ガエル記

本・映画備忘録と「思うこと」の記録

「10月はたそがれの国」レイ・ブラッドベリ

2018-09-13 05:23:27 | 小説


「ウは宇宙船のウ」「火星年代記」「何かが道をやってくる」「華氏四五一度」ブラッドベリで読んだ本は数あれど一番繰り返し読んだ一冊と言うと「10月はたそがれの国」でありますね。
その中でも特に印象深いのが「集会」という一編です。



以下、内容に触れますので、ご注意を。



万聖節の宵祭(イヴ)に魔物や魔法使いの集会がある、というお話です。
皆がその準備に追われている時、主人公のティモシーは一人手持無沙汰で怯えています。彼は魔物一族の中の変わり者です。闇が怖く空を飛ぶことも魔法を使うこともできず臆病で体も心も繊細過ぎるという悩みをもっている14歳の少年なのです。
それに比べ妹のシシーは自分の魂を自由に飛ばし人の体を操る力を持つ優れた魔法使いなのでした。

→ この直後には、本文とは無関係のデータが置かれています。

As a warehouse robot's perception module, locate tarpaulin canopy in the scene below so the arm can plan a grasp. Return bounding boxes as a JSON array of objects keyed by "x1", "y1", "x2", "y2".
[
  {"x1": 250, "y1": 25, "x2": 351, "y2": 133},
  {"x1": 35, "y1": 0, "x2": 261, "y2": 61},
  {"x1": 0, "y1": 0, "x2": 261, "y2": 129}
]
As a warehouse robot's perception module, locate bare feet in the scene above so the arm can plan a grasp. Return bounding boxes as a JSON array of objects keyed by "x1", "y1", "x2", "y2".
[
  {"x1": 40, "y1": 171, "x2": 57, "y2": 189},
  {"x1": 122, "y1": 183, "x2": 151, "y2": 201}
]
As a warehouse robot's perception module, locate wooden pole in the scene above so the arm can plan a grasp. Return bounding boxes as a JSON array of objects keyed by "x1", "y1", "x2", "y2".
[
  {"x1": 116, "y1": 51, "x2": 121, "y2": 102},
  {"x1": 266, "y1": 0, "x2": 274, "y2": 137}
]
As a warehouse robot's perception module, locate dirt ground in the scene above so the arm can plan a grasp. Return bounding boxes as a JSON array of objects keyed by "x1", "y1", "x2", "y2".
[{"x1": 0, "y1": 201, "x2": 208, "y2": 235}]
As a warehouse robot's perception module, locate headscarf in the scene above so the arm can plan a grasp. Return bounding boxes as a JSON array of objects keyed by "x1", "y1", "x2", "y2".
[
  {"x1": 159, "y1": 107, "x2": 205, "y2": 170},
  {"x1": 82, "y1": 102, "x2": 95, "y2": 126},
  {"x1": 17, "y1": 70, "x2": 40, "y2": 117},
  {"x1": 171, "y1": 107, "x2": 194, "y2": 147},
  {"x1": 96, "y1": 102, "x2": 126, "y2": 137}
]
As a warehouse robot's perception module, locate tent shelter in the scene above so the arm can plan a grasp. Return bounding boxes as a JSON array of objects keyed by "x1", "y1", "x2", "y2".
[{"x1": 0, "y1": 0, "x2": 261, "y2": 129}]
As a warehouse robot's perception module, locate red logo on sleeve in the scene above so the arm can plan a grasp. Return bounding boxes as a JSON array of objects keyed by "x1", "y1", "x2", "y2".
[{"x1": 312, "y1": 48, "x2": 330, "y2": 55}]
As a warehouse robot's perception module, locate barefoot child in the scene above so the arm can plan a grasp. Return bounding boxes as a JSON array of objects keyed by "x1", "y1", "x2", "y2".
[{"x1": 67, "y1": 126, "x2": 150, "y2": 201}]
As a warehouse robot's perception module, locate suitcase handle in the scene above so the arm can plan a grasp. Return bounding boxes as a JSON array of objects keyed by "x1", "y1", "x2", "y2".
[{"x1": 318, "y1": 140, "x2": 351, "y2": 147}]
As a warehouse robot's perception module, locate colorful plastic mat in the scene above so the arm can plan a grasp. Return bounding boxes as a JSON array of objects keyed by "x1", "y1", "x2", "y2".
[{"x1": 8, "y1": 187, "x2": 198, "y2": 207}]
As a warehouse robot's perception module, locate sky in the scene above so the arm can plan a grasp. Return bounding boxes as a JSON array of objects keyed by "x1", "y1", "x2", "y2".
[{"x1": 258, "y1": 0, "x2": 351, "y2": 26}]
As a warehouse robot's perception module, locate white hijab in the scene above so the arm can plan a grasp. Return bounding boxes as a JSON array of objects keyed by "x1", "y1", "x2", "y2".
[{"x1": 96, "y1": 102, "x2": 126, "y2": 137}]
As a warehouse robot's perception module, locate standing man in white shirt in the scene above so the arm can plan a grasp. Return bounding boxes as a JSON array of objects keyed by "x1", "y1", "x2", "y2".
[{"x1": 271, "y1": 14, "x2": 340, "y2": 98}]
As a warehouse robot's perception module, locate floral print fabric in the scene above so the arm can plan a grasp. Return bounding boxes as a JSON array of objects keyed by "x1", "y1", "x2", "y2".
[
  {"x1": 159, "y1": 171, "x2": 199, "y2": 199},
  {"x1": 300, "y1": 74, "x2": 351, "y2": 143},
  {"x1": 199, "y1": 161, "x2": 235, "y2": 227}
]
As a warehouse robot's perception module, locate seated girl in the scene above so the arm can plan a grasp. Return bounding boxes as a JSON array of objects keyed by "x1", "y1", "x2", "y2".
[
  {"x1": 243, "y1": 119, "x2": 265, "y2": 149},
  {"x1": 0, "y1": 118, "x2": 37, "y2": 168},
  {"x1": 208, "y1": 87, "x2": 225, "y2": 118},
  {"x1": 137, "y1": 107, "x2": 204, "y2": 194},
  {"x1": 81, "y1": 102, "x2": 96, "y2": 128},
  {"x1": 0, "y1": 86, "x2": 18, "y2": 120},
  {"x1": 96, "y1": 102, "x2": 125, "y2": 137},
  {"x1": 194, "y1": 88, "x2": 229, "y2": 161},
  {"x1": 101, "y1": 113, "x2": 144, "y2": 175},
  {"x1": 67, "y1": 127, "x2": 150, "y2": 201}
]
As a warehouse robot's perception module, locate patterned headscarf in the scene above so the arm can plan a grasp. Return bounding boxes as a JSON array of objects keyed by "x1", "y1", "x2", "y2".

集会のために毒キノコや毒蜘蛛、トリカブトをたくさん用意するというエピソードや黒ミサを行い逆祈祷を捧げるという言葉が楽し気に語られるのが面白い。ネズミに姿を変えている女性、けむくじゃらのおじさん。皆はそれぞれティモシーに同情したり馬鹿にしたり憐れんだりする。そして素晴らしく背の高い翼のあるエナー叔父さんはそんなティモシーに飛ぶ喜びをしばし与えてくれた。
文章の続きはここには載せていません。